Commit 881e931ee1

Andrew Kelley <andrew@ziglang.org>
2023-04-24 05:52:43
x86_64 backend: implement `@memset` for element ABI size > 1
* make memset and memset_safe guarantee that if the length is comptime-known then it will be nonzero.
1 parent 7c56145
Changed files (4)
src
test
behavior
src/arch/x86_64/CodeGen.zig
@@ -8175,23 +8175,62 @@ fn airMemset(self: *Self, inst: Air.Inst.Index, safety: bool) !void {
     };
     defer if (src_val_lock) |lock| self.register_manager.unlockReg(lock);
 
-    if (elem_ty.abiSize(self.target.*) != 1) {
-        return self.fail("TODO implement airMemset when element ABI size > 1", .{});
+    if (elem_ty.abiSize(self.target.*) == 1) {
+        const len = switch (dst_ptr_ty.ptrSize()) {
+            // TODO: this only handles slices stored in the stack
+            .Slice => @as(MCValue, .{ .stack_offset = dst_ptr.stack_offset - 8 }),
+            .One => @as(MCValue, .{ .immediate = dst_ptr_ty.childType().arrayLen() }),
+            .C, .Many => unreachable,
+        };
+        const len_lock: ?RegisterLock = switch (len) {
+            .register => |reg| self.register_manager.lockRegAssumeUnused(reg),
+            else => null,
+        };
+        defer if (len_lock) |lock| self.register_manager.unlockReg(lock);
+
+        // TODO: dst_ptr could be a slice rather than raw pointer
+        try self.genInlineMemset(dst_ptr, src_val, len, .{});
+        return self.finishAir(inst, .unreach, .{ bin_op.lhs, bin_op.rhs, .none });
     }
 
-    const len = switch (dst_ptr_ty.ptrSize()) {
-        .Slice => @as(MCValue, .{ .stack_offset = dst_ptr.stack_offset - 8 }),
-        .One => @as(MCValue, .{ .immediate = dst_ptr_ty.childType().arrayLen() }),
-        .C, .Many => unreachable,
-    };
-    const len_lock: ?RegisterLock = switch (len) {
-        .register => |reg| self.register_manager.lockRegAssumeUnused(reg),
-        else => null,
-    };
-    defer if (len_lock) |lock| self.register_manager.unlockReg(lock);
+    // Store the first element, and then rely on memcpy copying forwards.

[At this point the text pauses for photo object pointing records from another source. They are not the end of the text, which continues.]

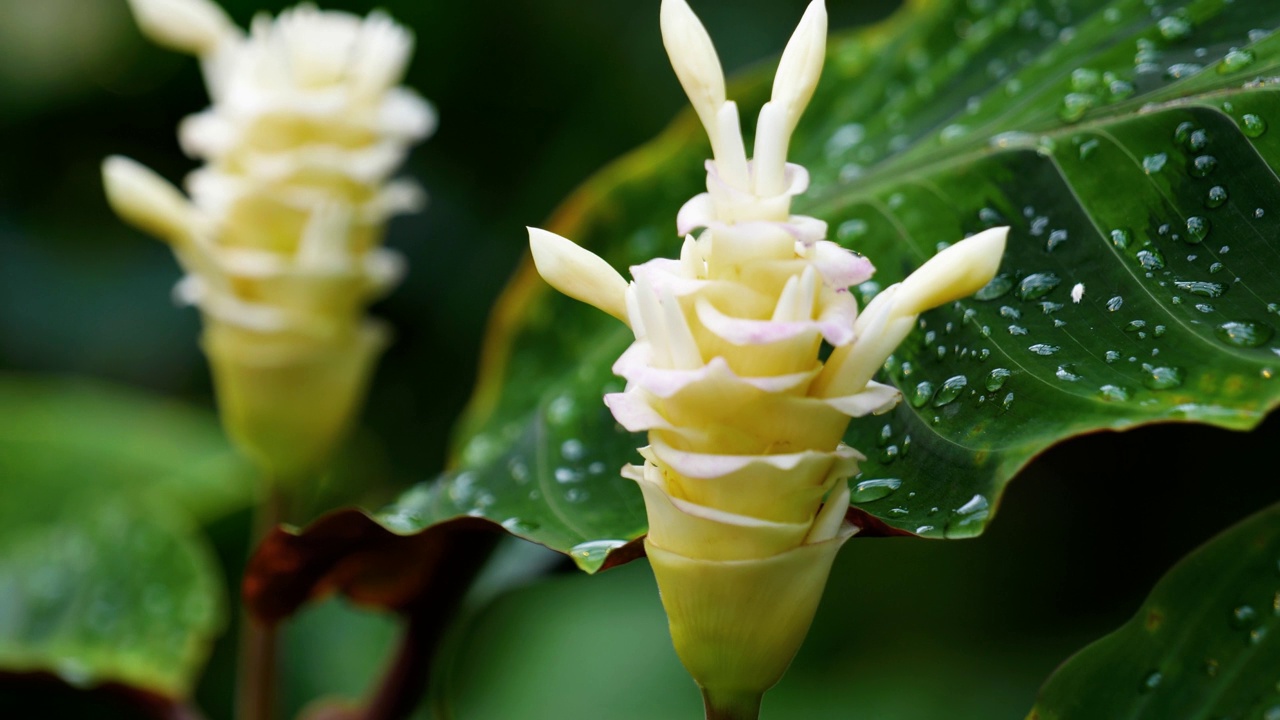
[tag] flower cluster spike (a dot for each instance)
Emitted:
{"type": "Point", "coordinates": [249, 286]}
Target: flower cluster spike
{"type": "Point", "coordinates": [280, 235]}
{"type": "Point", "coordinates": [745, 475]}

+    // Length zero requires a runtime check - so we handle arrays specially
+    // here to elide it.
+    switch (dst_ptr_ty.ptrSize()) {
+        .Slice => {
+            // TODO: this only handles slices stored in the stack
+            const ptr = @as(MCValue, .{ .stack_offset = dst_ptr.stack_offset - 0 });
+            const len = @as(MCValue, .{ .stack_offset = dst_ptr.stack_offset - 8 });
+            _ = ptr;
+            _ = len;
+            return self.fail("TODO implement airMemset for x86_64 with ABI size > 1 using a slice", .{});
+        },
+        .One => {
+            const len = dst_ptr_ty.childType().arrayLen();
+            assert(len != 0); // prevented by Sema
+            try self.store(dst_ptr, src_val, dst_ptr_ty, elem_ty);
+
+            const second_elem_ptr_reg = try self.register_manager.allocReg(null, gp);
+            const second_elem_ptr_mcv: MCValue = .{ .register = second_elem_ptr_reg };
+            const second_elem_ptr_lock = self.register_manager.lockRegAssumeUnused(second_elem_ptr_reg);
+            defer self.register_manager.unlockReg(second_elem_ptr_lock);
 
-    // TODO: dst_ptr could be a slice rather than raw pointer
-    try self.genInlineMemset(dst_ptr, src_val, len, .{});
+            const elem_abi_size = @intCast(u31, elem_ty.abiSize(self.target.*));
+
+            try self.asmRegisterMemory(
+                .lea,
+                second_elem_ptr_reg,
+                Memory.sib(.qword, .{
+                    .base = try self.copyToTmpRegister(Type.usize, dst_ptr),
+                    .disp = elem_abi_size,
+                }),
+            );
+
+            const bytes_to_copy: MCValue = .{ .immediate = elem_abi_size * (len - 1) };
+            try self.genInlineMemcpy(second_elem_ptr_mcv, dst_ptr, bytes_to_copy, .{});
+        },
+        .C, .Many => unreachable,
+    }
 
     return self.finishAir(inst, .unreach, .{ bin_op.lhs, bin_op.rhs, .none });
 }
src/Air.zig
@@ -641,6 +641,8 @@ pub const Inst = struct {
         /// The element value may be undefined, in which case the destination
         /// memory region has undefined bytes after this function executes. In
         /// such case ignoring this instruction is legal lowering.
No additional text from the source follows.